LeetCode 39: Combination Sum

Given a set of candidate numbers (C) and a target number (T), find all unique combinations in C where the candidate numbers sums to T.
The same repeated number may be chosen from C unlimited number of times.
Note:

• All numbers (including target) will be positive integers.
• Elements in a combination (a₁, a₂, … , a_k) must be in non-descending order. (ie, a₁ ≤ a₂ ≤ … ≤ a_k).
• The solution set must not contain duplicate combinations.

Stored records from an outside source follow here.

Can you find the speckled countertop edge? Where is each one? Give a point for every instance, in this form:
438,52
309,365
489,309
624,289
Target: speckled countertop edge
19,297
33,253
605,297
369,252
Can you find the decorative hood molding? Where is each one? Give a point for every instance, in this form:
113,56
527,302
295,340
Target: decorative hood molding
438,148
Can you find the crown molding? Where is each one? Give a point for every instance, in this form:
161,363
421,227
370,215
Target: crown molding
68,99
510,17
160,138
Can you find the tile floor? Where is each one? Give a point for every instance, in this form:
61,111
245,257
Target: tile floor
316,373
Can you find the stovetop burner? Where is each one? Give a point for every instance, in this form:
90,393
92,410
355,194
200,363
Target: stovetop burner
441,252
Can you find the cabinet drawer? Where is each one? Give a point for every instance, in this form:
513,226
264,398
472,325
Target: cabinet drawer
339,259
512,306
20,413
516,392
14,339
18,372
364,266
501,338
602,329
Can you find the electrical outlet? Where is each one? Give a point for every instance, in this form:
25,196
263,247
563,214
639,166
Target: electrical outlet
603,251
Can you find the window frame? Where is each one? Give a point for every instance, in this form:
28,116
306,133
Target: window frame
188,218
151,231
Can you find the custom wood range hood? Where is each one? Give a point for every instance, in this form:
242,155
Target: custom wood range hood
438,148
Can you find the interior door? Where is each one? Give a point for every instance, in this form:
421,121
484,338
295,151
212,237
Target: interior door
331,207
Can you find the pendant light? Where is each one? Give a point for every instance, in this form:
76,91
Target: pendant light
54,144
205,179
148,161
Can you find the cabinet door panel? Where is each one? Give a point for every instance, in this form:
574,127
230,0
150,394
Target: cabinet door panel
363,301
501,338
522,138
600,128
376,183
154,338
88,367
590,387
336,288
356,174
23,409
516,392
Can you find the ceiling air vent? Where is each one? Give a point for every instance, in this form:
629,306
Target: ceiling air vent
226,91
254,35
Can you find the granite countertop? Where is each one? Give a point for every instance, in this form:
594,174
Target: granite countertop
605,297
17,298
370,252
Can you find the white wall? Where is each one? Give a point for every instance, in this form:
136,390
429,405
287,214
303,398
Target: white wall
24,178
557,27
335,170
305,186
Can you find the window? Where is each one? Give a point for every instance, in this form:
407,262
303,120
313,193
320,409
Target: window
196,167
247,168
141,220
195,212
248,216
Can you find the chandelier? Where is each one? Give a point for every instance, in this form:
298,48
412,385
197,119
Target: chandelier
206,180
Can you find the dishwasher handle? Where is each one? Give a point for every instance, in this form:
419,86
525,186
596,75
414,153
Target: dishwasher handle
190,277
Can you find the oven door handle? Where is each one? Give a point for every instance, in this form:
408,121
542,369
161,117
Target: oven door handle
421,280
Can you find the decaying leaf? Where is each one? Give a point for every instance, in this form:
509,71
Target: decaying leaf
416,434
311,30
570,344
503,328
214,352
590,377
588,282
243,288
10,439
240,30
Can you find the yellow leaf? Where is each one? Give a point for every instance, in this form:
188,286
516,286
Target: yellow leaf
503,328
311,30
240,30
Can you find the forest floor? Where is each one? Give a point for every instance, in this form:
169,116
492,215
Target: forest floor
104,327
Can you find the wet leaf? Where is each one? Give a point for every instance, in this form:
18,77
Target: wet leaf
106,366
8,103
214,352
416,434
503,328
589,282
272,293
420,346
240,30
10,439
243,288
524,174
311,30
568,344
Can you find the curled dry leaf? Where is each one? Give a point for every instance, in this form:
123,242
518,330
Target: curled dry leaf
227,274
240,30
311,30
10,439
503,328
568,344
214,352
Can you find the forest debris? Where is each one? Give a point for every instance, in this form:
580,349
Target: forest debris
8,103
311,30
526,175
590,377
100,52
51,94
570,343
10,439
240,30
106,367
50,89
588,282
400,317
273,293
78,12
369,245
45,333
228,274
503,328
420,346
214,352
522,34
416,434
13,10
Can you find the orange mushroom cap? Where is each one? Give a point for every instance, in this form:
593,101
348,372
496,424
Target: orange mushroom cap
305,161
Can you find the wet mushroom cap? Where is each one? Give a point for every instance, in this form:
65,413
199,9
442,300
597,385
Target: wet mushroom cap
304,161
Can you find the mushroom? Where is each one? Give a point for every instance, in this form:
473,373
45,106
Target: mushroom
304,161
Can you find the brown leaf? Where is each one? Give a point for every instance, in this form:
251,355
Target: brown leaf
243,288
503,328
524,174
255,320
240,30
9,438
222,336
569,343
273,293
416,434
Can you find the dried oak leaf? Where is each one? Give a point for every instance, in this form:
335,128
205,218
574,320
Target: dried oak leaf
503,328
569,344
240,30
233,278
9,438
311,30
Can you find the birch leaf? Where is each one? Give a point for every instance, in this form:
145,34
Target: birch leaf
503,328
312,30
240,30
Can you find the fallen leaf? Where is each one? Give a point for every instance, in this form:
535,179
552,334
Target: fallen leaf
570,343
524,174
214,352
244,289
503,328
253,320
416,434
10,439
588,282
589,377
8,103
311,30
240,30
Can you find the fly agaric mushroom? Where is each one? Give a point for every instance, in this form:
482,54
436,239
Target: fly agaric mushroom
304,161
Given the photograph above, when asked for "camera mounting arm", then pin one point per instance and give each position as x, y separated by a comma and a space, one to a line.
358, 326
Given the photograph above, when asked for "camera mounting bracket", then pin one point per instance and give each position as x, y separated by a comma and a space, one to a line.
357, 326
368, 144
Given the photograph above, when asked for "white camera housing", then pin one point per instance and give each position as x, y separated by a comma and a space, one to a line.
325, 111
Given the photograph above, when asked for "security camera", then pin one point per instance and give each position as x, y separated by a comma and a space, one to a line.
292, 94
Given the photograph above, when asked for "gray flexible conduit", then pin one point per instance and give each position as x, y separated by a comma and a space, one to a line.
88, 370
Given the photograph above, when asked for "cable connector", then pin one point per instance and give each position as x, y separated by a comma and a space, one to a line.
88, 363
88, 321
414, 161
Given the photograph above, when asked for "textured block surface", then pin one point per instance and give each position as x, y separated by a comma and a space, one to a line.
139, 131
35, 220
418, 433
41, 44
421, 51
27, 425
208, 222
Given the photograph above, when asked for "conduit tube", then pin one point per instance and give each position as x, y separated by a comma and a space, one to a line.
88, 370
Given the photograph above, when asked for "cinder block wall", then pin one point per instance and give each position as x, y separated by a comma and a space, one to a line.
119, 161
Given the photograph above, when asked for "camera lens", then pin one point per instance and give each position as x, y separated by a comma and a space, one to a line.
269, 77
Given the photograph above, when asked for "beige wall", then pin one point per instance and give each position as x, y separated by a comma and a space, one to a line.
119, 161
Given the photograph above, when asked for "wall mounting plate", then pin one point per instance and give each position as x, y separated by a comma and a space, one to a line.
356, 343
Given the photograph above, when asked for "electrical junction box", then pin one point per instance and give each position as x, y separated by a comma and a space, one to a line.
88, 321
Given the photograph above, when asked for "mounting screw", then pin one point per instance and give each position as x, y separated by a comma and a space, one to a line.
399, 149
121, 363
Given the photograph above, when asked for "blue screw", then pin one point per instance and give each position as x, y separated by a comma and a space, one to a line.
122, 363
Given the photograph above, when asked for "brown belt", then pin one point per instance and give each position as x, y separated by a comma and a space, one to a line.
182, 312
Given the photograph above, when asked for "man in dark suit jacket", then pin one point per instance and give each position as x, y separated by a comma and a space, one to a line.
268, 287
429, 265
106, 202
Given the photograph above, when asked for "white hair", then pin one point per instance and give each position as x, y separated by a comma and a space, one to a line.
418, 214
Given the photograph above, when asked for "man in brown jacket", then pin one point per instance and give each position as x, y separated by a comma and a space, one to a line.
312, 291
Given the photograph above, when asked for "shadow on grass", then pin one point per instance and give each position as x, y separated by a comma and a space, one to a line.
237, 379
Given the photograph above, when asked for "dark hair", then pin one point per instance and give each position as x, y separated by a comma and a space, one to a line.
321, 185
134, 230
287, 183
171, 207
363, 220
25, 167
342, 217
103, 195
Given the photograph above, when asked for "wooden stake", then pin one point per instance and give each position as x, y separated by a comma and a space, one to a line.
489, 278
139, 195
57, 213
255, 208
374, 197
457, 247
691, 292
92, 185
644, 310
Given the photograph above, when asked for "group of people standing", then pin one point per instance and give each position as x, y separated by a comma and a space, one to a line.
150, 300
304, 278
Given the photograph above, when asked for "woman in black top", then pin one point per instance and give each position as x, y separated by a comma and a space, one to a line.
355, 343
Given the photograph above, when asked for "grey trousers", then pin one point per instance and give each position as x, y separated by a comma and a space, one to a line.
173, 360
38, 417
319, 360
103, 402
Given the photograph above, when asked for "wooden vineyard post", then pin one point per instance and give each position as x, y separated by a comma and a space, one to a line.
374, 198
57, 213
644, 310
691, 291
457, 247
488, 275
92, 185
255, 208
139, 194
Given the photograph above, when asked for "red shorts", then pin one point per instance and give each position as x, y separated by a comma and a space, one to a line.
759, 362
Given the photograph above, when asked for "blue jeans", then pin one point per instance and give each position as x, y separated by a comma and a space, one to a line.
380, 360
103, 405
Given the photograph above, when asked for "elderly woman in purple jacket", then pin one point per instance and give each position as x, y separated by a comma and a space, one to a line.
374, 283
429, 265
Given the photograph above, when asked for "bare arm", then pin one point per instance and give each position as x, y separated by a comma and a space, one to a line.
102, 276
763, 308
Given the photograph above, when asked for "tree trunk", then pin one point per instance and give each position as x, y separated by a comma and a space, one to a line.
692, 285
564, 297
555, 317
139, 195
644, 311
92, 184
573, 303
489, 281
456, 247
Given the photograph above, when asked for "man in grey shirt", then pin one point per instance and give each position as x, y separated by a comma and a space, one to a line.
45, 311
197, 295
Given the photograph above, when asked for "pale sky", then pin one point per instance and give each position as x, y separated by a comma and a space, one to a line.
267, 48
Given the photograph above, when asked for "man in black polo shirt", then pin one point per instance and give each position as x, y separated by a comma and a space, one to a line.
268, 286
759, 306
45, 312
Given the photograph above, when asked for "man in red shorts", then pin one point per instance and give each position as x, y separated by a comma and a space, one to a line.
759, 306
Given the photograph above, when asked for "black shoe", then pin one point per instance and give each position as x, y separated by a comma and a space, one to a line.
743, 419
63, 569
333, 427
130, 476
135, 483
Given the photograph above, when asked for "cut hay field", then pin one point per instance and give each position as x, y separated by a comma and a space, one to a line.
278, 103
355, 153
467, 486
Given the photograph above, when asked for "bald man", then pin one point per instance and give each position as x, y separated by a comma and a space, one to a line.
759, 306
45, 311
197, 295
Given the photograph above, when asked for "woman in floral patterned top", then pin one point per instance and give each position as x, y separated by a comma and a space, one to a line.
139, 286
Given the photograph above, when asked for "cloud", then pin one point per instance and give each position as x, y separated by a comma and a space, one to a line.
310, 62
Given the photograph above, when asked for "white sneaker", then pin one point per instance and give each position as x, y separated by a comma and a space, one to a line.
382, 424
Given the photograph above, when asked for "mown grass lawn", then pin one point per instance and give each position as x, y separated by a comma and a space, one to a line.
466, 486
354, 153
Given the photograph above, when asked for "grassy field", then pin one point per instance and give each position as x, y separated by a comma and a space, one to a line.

For example, given candidate set 2,3,6,7 and target 7,
A solution set is:
[7]
[2, 2, 3]

public class Solution {
    private List<List<Integer>> result;
    private List<Integer> x;
    private int sum;
    
    public List<List<Integer>> combinationSum(int[] candidates, int target) {
        // Backtracking problem
        // Firstly, sort candidates array
        result = new LinkedList<>();
        int n = candidates.length;
        
        if (n == 0)
            return result;
            
        Arrays.sort(candidates);
   
        x = new LinkedList<>();
        
        for (int i = 0; i < n; i++)
        {
            if (i==0 || candidates[i] > candidates[i-1]) // Avoid duplicates
            {
                x.clear();
                sum = 0;
                backTracking(candidates, target, i);
            }
        }
        
        return result;
    }
    
    private void backTracking(int[] cd, int target, int cnt)
    {
        x.add(cd[cnt]);
        sum += cd[cnt];
                
        if (sum < target)
            for (int i = cnt; i < cd.length; i++)
                backTracking(cd, target, i);
        else if (sum == target)
        {
            List<Integer> ret = new LinkedList<>(x);
            
            if (!result.contains(ret)) // Avoid duplicates
                result.add(ret);
        }

        x.remove(x.size()-1);   
        sum -= cd[cnt];
    }
}